Cahyo Widiantoro, “ Sarjana untuk Ayah Ibu”

Oleh Adi Permana

Editor -


BANDUNG, itb.ac.id – Keterbatasan ekonomi bukanlah penghalang bagi seseorang untuk belajar di perguruan tinggi negeri impiannya dan juga sebagai jembatan meraih cita-cita. Banyak upaya bisa dilakukan asal mau berusaha dan bersungguh-sungguh. Salah satunya ialah dengan mengikuti program beasiswa Bidikmisi dari pemerintah.

Program beasiswa Bidikmisi adalah program bantuan biaya pendidikan yang diberikan pemerintah melalui Direktorat Jenderal Pendidikan Tinggi (Ditjen Dikti) Kementerian Pendidikan dan Kebudayaan mulai tahun 2010 kepada mahasiswa yang memiliki potensi akademik memadai namun kurang mampu secara ekonomi. Cahyo Widiantoro adalah salah satu mahasiswa ITB penerima beasiswa Bidikmisi tersebut. 

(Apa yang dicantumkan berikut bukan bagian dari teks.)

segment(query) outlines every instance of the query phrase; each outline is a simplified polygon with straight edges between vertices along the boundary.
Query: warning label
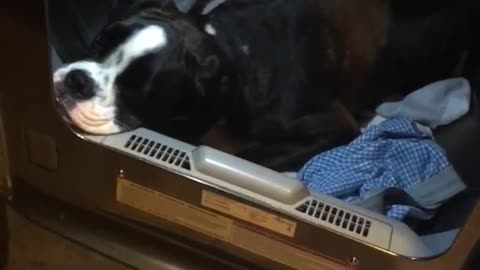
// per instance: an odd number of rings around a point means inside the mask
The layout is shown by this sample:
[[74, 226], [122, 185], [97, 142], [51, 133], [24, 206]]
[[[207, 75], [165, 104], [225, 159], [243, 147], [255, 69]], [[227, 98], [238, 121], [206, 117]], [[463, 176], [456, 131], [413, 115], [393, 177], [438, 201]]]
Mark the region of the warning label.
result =
[[[177, 200], [124, 178], [117, 179], [117, 201], [197, 232], [223, 240], [233, 246], [258, 254], [299, 270], [347, 270], [345, 264], [328, 260], [313, 252], [271, 237], [234, 220]], [[272, 231], [293, 236], [296, 223], [239, 202], [204, 192], [202, 204], [213, 209], [224, 207], [239, 219]], [[218, 210], [220, 211], [220, 210]]]
[[231, 232], [232, 220], [123, 178], [117, 181], [117, 201], [218, 239]]
[[202, 205], [290, 237], [295, 235], [297, 228], [296, 222], [209, 191], [202, 192]]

Cahyo lulus dari Program Studi Teknik Material - FTMD dengan IPK Cumlaude, 3.72. Dia pun akan diwisuda pada Wisuda Ketiga ITB Tahun Akademik 2018/2019, Jumat, 19/7/2019, di Gedung Sabuga ITB. Pada tugas akhirnya, dia mengangkat tentang “Pengaruh Penambahan Klorheksidin dan Setil Trimetil Amonium Bromida terhadap Sifat Mekanik dan Aktivitas Antibakteri Nanokomposit Gigi Restoratif”. Selama kuliah, Cahyo dikenal aktif sebagai tutor di Asrama Sangkuriang ITB, kegiatan himpunan, dan di Unit Lingkung Seni Sunda (LSS). 

Tentang Cahyo

Cahyo merupakan anak kedua dari dua bersaudara. Kedua orang tuanya berpisah ketika ia masih duduk di bangku TK. Dibawah asuhan sang nenek, Cahyo mengaku belajar tentang disiplin dan selalu bersyukur dalam setiap keadaan. “Dulu ketika saya minta jajan, nenek selalu menyuruh saya untuk memilih antara jajan atau sekolah. Apabila uang dipakai untuk jajan, berarti tidak ada uang untuk saya bisa bersekolah. Nenek juga mendidik saya untuk hidup mandiri,” cerita Cahyo saat berbincang dengan Reporter Humas ITB, belum lama ini.

Cahyo bercerita bahwa keluarga besarnya sebagian besar tidak memiliki latar belakang pendidikan yang tinggi. Namun ada satu orang pamannya yang menginspirasi Cahyo memberanikan diri bercita-cita untuk menempuh pendidikan setinggi-tingginya.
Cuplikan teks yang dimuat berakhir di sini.